Her gaze turned from the beauty of the sight, then her frown returned as she noticed me shivering.

“You’re cold.”

“Yeah.” I cupped my hands and blew warm air into them.

The tip of my nose was already turning to ice. I wasn’t a vain person, but I didn’t want to lose my nose or my fingers and toes to frostbite.

“We should leave… but how?”

Power flared into her hands. “I can’t travel through the Veil.”

“No magic?”

“I have power, but with the lock still in place, it’s difficult to access here.”

“Never mind.
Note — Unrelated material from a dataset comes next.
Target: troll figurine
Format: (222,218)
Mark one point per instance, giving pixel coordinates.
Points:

I can’t travel through your Veil, anyway.”

“If I was like my brothers, I would command my power and make you a fire.” Her chin dipped as she stared at the ground, the glowing in her palms fading into nothing. “I’m sorry.”

“It’s not your fault.”

She lifted the book. “I took a book without permission, and you were trying to stop me, so aye, this is my fault.”

“When you put it like that….”

Her gaze snapped to mine, and I laughed.

“You find this funny?”

“It’s better to laugh and get on with things than cry over our mistakes.”

“Aye,” she said, straightening her shoulders. “We should find you shelter.”

“Agreed. Which way?”

“They all look the same. I guess we take our chances?”

“Let’s go.” I started walking and already my feet were like blocks of ice to walk on.

Perhaps I would lose toes after all. The expanse of snow stretched before us in a never-ending field of icy nothingness. If we didn’t find shelter, I’d lose my life.